8 years, 1 month ago

Who Drives an Enterprise Architecture Initiative? Part 2

Depending on the scenario, enterprise architecture projects can be led by different people and groups within an organization. In the first of our three-part series published last week, we discussed a customer case study where enterprise architects drove the need for implementing an EA solution, but this is just one example. 

With a powerful enterprise architecture system in place, a variety of groups can lead EA initiatives. For instance, one of our customers is a global financial services company who is one of the largest credit card issuers in the United States. To support its global operations, the organization has 10 different mainframes located throughout the world that are responsible for running the company’s complex business applications.

Recognizing the amount of money and time spent maintaining these mainframes, the IT department decided they needed to consolidate and move the mainframes to a more centralized, lower cost location where they could be better managed. The members of the IT team went through a demanding investigative process to analyze the potential to bring the mainframes back to the U.S. At that time, the mainframe systems were outsourced to another company to be hosted and maintained.  After almost four years, the IT team realized that it had not saved any money from this outsourcing initiative.

Realizing the enormous scale of this data and system architecture project and the potential cost savings that the company could achieve, the IT team needed a strong enterprise architecture solution that allowed them to model all of the assets and capabilities of each mainframe in order to better understand the divisions and functions they supported. Using Metastorm ProVision, the team was able to build a portfolio management solution to understand its entire mainframe environment, which includes the hardware, software, applications, communication, support, maintenance and costs.  

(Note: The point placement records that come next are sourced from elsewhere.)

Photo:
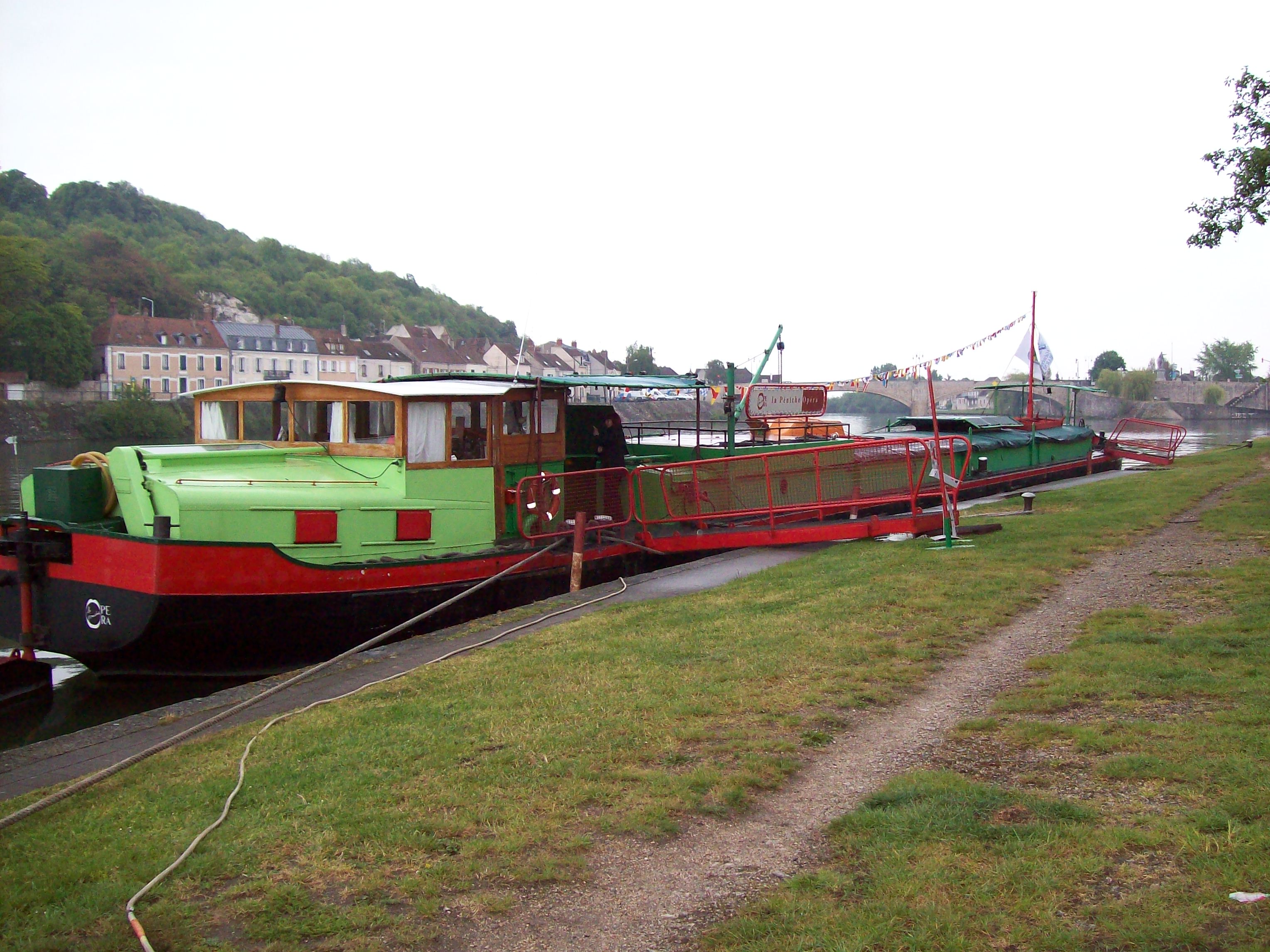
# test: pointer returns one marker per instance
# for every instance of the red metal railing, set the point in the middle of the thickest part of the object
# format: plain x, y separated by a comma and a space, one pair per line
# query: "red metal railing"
544, 503
1149, 441
799, 484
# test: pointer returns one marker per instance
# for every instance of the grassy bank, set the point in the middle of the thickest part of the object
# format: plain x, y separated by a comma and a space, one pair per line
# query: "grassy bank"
1113, 804
461, 781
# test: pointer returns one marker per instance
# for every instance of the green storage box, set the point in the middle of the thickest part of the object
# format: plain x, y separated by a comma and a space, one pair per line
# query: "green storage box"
69, 493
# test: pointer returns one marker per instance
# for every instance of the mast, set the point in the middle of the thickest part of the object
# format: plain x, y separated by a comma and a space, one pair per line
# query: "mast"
1032, 363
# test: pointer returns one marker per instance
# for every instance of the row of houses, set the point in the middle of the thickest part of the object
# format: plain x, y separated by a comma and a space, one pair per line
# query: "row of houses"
172, 356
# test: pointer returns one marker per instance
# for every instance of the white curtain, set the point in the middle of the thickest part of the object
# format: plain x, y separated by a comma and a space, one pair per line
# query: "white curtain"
426, 432
336, 422
550, 415
212, 420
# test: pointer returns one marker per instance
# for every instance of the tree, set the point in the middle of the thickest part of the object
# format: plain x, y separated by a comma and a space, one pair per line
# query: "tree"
1110, 381
1225, 360
1138, 385
1248, 165
22, 195
1107, 361
134, 417
639, 360
51, 342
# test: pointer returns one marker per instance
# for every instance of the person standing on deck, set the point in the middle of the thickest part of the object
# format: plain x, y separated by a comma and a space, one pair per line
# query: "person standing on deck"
611, 454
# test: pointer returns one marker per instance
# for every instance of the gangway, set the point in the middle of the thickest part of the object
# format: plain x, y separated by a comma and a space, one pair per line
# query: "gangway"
1144, 441
854, 491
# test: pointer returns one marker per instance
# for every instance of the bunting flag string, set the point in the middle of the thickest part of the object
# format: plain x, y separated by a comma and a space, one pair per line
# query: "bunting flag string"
913, 371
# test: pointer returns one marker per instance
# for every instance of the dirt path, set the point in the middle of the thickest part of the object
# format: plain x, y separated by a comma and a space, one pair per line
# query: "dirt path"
658, 896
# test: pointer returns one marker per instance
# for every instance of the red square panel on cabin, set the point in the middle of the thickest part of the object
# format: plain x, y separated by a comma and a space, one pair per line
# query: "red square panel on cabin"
414, 525
314, 527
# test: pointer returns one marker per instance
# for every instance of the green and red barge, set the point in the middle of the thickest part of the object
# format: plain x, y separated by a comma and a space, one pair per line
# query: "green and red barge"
307, 517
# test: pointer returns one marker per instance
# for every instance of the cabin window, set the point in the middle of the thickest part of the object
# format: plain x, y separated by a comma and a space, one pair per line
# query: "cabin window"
219, 420
426, 433
319, 422
468, 423
265, 421
371, 421
516, 418
550, 415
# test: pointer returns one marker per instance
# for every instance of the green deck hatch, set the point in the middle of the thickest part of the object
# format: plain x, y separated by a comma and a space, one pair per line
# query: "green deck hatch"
69, 493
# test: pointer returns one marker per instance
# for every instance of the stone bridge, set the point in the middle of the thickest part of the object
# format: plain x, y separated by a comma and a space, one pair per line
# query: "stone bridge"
912, 397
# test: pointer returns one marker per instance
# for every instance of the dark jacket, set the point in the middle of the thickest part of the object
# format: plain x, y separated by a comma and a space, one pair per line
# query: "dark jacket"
611, 447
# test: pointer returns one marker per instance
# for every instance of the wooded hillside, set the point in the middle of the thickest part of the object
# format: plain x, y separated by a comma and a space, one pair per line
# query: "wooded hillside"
65, 255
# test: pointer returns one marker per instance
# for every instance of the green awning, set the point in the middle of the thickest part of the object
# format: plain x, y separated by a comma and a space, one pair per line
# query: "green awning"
582, 380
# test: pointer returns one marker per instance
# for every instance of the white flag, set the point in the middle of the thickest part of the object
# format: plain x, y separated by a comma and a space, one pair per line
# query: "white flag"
1044, 356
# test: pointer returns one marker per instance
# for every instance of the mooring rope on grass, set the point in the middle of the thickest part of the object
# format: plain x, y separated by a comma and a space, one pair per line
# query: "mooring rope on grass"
94, 778
131, 908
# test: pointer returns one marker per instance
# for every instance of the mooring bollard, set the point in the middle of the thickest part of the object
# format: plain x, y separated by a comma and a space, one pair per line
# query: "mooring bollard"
580, 544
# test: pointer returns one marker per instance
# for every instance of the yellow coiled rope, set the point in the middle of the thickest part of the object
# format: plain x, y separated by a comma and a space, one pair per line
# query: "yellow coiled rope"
107, 483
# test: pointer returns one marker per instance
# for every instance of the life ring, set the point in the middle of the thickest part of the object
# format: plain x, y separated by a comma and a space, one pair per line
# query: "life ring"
107, 483
543, 503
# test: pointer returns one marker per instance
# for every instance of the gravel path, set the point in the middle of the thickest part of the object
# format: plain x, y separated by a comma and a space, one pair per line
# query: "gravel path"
660, 896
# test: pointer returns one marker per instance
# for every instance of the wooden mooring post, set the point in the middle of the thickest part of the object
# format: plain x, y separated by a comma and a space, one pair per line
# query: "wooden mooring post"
580, 544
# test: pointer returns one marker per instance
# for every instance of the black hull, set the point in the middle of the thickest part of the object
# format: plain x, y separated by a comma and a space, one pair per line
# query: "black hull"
235, 636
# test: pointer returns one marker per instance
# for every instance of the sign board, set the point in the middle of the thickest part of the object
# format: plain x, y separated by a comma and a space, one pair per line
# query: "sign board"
769, 400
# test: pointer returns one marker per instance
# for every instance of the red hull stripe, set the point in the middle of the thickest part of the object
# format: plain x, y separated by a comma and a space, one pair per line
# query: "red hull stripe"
210, 569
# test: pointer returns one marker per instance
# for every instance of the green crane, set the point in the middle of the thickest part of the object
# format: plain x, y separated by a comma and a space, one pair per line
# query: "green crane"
729, 404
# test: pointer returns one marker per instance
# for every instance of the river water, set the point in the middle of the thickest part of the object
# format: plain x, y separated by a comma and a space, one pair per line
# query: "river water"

The first step was to map out the current environment of its mainframes. During this process, the IT team identified close to 500,000 objects in the repository. After the mapping phase the team built out a consolidated model and was able to reduce the number of mainframes from 10 to four. Additionally, the team was also able to consolidate the subsystems (regions) from 30 to less than 10, which considerably lowered redundant messaging. Working with the Metastorm consulting team, the organization has identified two separate data types within the consolidated mainframes, the customer and the supplier. They have also been able to understand and define specific objects. With the unique data linking supported by Metastorm, if an application is moved the team will know what databases, queue requests, transactions, subsystems, data, file transfers, batch jobs, and software that will be affected.

In this particular example, the IT team led the effort to embark on a full-scale enterprise architecture project. Based on the initial estimates, the company expects to see an estimated $40-100 million savings in the first fully operational year.